Don't Take Sides, Take Issues (How To Think About Wikileaks) - joshfraser
http://chrisyeh.blogspot.com/2010/12/dont-take-sides-take-issues-how-to.html
======
pedalpete
Isn't the 'crime' that Assange purchased/published stolen material?

In the end, does any of this really matter? has there been anything on
Wikileaks which exposed mass injustice and therefore we can attempt to
overlook the fact that this man published confidential gov't information which
was received illegally.

I'm surprised that all the media is focused on Assange, who is really just a
distributor of the data gathered by Bradley Manning.

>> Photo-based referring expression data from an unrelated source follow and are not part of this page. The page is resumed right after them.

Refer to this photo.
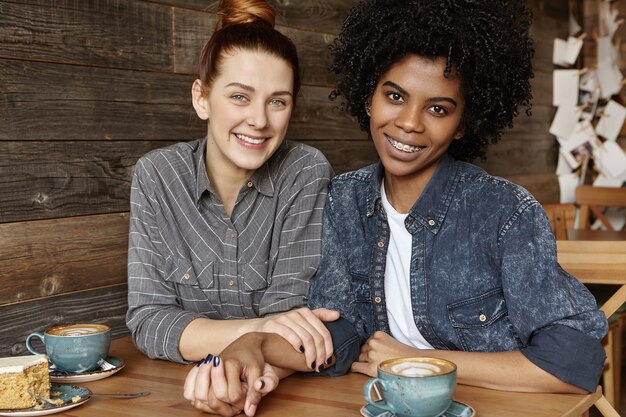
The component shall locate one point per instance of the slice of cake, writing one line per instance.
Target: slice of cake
(20, 376)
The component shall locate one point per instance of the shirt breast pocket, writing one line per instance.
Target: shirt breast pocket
(254, 287)
(190, 282)
(482, 324)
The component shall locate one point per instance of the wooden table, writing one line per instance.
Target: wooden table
(297, 396)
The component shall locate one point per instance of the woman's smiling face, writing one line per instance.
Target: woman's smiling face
(415, 114)
(248, 107)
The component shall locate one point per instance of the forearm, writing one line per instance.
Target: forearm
(506, 371)
(203, 336)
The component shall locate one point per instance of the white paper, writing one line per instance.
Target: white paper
(562, 166)
(573, 49)
(569, 158)
(610, 78)
(565, 87)
(559, 52)
(567, 188)
(574, 27)
(611, 121)
(565, 120)
(611, 159)
(604, 181)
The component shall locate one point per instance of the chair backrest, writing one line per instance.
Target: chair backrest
(596, 262)
(562, 217)
(592, 200)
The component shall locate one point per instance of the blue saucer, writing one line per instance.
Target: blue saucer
(456, 409)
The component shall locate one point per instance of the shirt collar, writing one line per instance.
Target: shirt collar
(261, 179)
(432, 206)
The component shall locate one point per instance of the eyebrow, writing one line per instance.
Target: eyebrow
(251, 89)
(430, 100)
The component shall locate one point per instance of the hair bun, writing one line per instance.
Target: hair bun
(233, 12)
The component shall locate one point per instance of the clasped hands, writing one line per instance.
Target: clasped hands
(239, 377)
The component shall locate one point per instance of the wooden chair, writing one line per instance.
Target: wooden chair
(601, 262)
(562, 217)
(592, 200)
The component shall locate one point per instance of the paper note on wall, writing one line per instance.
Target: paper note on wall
(611, 121)
(565, 92)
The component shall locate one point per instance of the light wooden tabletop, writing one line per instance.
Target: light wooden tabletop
(297, 396)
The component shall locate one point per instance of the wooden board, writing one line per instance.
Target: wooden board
(52, 257)
(137, 35)
(57, 179)
(106, 305)
(69, 102)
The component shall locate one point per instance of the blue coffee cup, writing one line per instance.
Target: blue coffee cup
(413, 387)
(74, 348)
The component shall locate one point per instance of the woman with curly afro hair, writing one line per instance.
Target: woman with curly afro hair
(423, 253)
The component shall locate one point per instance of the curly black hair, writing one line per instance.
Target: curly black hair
(485, 41)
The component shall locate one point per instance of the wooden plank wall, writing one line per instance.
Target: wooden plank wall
(88, 86)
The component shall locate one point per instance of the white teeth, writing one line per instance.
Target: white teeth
(250, 140)
(403, 146)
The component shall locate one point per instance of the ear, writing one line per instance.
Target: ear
(368, 106)
(200, 100)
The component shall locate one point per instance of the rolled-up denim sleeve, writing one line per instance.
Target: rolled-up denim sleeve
(568, 354)
(553, 313)
(331, 288)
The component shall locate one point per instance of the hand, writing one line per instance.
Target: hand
(198, 390)
(232, 382)
(380, 347)
(304, 330)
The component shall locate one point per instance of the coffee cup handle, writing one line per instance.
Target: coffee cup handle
(28, 345)
(367, 392)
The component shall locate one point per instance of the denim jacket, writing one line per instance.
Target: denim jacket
(484, 274)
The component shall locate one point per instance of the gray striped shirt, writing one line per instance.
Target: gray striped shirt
(187, 258)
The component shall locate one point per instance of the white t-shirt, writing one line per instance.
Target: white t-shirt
(398, 280)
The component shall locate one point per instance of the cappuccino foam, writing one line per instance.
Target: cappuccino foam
(77, 329)
(415, 369)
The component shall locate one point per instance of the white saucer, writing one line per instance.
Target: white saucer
(117, 363)
(72, 396)
(456, 409)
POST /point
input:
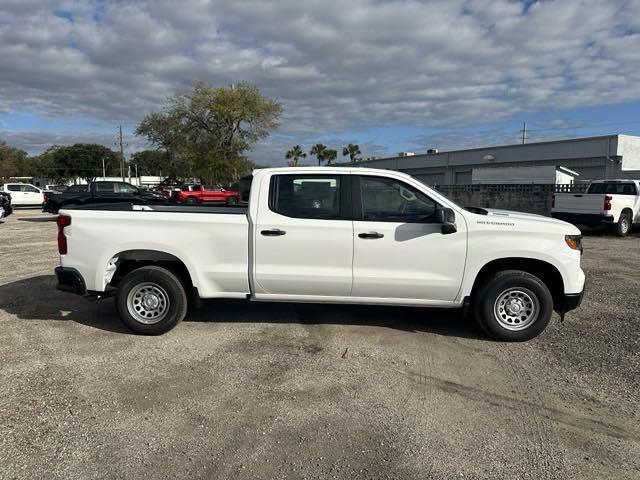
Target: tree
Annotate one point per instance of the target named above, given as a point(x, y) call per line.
point(330, 155)
point(295, 154)
point(11, 160)
point(84, 160)
point(319, 150)
point(353, 150)
point(164, 131)
point(151, 162)
point(208, 130)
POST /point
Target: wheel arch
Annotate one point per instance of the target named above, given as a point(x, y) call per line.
point(545, 271)
point(628, 210)
point(128, 260)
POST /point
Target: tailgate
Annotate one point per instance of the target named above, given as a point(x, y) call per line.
point(579, 203)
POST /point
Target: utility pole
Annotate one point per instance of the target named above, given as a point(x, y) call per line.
point(121, 154)
point(524, 133)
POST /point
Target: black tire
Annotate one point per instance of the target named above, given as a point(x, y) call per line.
point(167, 286)
point(623, 227)
point(525, 292)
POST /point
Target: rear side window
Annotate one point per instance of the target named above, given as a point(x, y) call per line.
point(105, 187)
point(306, 196)
point(613, 188)
point(77, 188)
point(126, 188)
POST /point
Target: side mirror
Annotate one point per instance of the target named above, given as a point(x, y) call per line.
point(447, 217)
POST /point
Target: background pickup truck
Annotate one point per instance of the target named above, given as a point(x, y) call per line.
point(5, 205)
point(100, 192)
point(325, 234)
point(205, 193)
point(615, 203)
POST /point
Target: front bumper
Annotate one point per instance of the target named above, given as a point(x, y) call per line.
point(588, 219)
point(70, 280)
point(568, 302)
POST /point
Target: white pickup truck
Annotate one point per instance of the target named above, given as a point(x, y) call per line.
point(615, 203)
point(328, 234)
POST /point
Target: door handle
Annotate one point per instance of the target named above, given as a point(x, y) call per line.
point(273, 232)
point(371, 235)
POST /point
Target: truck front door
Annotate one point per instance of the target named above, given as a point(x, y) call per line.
point(304, 238)
point(399, 253)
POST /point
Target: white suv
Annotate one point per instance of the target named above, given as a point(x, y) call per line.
point(23, 194)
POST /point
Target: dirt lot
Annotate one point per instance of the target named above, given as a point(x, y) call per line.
point(297, 391)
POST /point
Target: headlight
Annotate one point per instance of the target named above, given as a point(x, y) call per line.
point(574, 242)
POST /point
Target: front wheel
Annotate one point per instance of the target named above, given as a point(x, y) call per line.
point(513, 306)
point(151, 300)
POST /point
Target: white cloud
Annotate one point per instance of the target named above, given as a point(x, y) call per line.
point(336, 66)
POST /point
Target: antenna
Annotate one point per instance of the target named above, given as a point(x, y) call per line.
point(524, 133)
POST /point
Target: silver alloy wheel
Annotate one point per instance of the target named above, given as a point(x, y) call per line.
point(516, 308)
point(148, 303)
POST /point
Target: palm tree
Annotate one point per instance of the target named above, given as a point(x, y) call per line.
point(353, 150)
point(330, 155)
point(294, 155)
point(318, 150)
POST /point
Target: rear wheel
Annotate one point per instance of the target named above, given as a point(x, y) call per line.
point(151, 300)
point(624, 225)
point(513, 306)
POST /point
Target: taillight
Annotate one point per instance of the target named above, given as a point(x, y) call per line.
point(62, 221)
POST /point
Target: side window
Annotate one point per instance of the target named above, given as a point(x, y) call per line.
point(105, 187)
point(388, 200)
point(125, 188)
point(306, 196)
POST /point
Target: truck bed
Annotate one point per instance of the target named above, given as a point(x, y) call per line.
point(211, 242)
point(579, 203)
point(130, 207)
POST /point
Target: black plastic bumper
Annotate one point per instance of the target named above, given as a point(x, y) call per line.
point(70, 280)
point(589, 219)
point(569, 301)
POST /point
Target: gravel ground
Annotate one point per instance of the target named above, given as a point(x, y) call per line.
point(246, 390)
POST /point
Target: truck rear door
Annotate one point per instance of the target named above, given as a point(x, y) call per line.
point(304, 238)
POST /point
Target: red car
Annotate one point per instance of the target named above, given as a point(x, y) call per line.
point(206, 193)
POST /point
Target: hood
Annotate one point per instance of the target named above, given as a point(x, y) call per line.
point(532, 218)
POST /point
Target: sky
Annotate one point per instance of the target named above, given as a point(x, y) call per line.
point(391, 76)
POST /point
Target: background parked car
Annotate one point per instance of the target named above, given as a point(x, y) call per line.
point(23, 194)
point(615, 203)
point(206, 193)
point(100, 192)
point(5, 205)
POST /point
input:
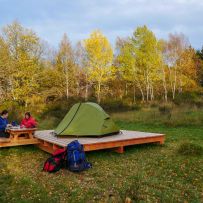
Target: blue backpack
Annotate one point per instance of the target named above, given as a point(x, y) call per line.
point(76, 160)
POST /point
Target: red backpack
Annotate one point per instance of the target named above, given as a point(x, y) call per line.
point(55, 162)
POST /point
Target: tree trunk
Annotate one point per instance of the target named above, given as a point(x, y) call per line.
point(164, 85)
point(174, 83)
point(98, 92)
point(141, 91)
point(67, 82)
point(126, 89)
point(134, 93)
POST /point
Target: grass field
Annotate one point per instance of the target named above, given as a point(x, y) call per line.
point(146, 173)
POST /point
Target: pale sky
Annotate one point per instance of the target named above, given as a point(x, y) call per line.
point(78, 18)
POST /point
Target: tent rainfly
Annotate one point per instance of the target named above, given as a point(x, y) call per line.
point(86, 119)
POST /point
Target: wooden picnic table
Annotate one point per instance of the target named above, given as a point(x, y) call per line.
point(19, 136)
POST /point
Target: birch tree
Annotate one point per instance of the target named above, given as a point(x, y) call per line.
point(65, 64)
point(99, 60)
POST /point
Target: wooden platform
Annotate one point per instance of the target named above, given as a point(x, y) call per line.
point(18, 137)
point(49, 143)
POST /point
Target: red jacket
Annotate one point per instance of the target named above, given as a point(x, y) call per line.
point(29, 123)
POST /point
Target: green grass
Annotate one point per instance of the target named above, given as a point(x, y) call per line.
point(145, 173)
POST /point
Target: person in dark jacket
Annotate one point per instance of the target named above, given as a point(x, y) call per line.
point(3, 124)
point(28, 121)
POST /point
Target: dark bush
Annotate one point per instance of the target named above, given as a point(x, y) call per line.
point(186, 98)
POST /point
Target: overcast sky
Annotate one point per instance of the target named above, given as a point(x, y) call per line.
point(51, 18)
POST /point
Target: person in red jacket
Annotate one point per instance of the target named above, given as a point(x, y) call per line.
point(28, 121)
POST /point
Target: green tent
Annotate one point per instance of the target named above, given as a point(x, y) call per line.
point(86, 119)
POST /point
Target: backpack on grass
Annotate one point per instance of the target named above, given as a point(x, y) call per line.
point(56, 161)
point(76, 160)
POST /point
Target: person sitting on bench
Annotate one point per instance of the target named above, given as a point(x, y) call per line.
point(28, 121)
point(4, 124)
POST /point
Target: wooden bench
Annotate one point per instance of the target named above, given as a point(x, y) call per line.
point(22, 136)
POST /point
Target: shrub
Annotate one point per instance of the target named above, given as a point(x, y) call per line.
point(190, 149)
point(187, 98)
point(165, 108)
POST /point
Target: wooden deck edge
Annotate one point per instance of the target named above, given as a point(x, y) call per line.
point(19, 142)
point(118, 146)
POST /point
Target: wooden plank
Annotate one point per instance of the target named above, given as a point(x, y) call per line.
point(20, 142)
point(48, 142)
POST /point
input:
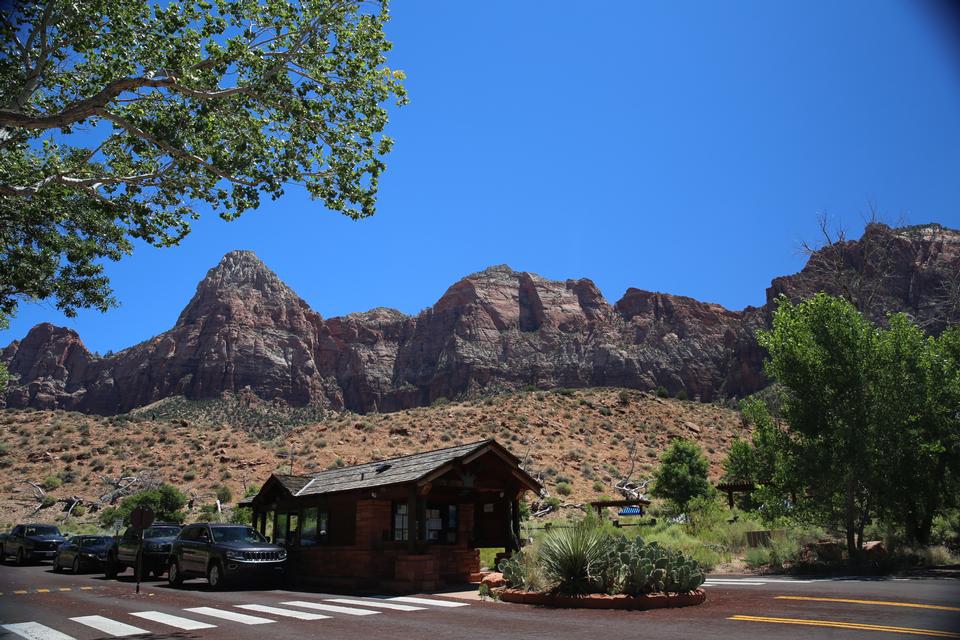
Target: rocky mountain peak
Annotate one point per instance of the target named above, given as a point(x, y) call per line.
point(245, 331)
point(240, 282)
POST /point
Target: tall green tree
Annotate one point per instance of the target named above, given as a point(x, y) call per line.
point(682, 474)
point(872, 421)
point(918, 391)
point(823, 352)
point(119, 118)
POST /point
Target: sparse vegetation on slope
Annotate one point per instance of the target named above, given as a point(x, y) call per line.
point(574, 439)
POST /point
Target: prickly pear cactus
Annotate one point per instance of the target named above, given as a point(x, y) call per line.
point(513, 570)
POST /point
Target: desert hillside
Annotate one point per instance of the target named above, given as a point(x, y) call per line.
point(578, 438)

At the same time, the whole thing is very sad. Manning is in a whole heap of
trouble and I suspect will spend much of his remaining life in a US military
prison. Assange has people threatening his life and governments after him. And
in the end, for what? This isn't Watergate (unless I'm missing something).
They aren't Woodward, Bernstein and DeepThroat, even if that was their initial
goal.

They should have looked at the materials they received, measured the influence
those materials would have had to make the world a better place, and then
decided on an action.

Instead they bragged to the world that they had managed to gather all this
'confidential' material, and possibly ruined both of their lives in the
process. I'm sure we'll all remember Assange, Manning seems to have already
been forgotten by most, and the only thing that will change is the
intelligence community will get smarter about hiding their 'secrets'.